December 13 - 19, 1999
Galileo Continues to Return Images and Other Science Information from November 25th Flyby of Io
Galileo continues to return images and other science information acquired during a flyby of Jupiter's volcanic moon Io on November 25. Observations taken during this flyby are stored on Galileo's onboard tape recorder, and are being played back to Earth throughout December.
Galileo passes the halfway point of this orbit as it flies through apojove on Wednesday, December 15. Apojove is the point at which the spacecraft is farthest from Jupiter in a given orbit. With this week's playback, Galileo starts a second pass through the observations stored on the tape recorder. This pass allows replay of data lost in transmission to Earth, reprocessing of data using different parameters, or return of additional new data. Playback is interrupted twice this week. On Tuesday, the spacecraft performs a flight path adjustment. On Saturday, the spacecraft performs standard maintenance on its tape recorder.

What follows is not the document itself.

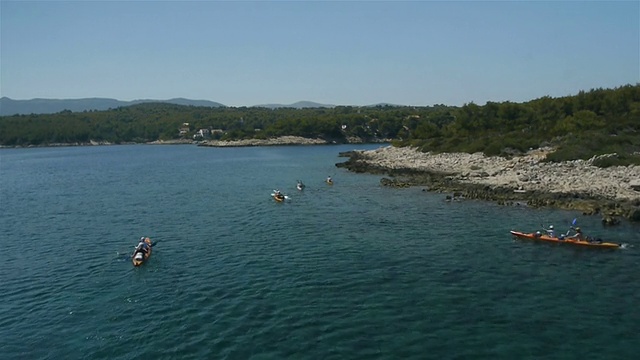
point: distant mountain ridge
(9, 106)
(50, 106)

The Solid-State Imaging camera returns three observations of Io this week. The Emakong Patera volcanic region is returned in the first observation. Scientists hope to see active lava flowing from the hot Emakong caldera. The second observation contains two unnamed giant volcanic calderas in Io's northern hemisphere. The Near-Infrared Mapping Spectrometer also returns an observation of these two features. Finally, the camera returns some portions of a color mosaic of the Culann volcanic region.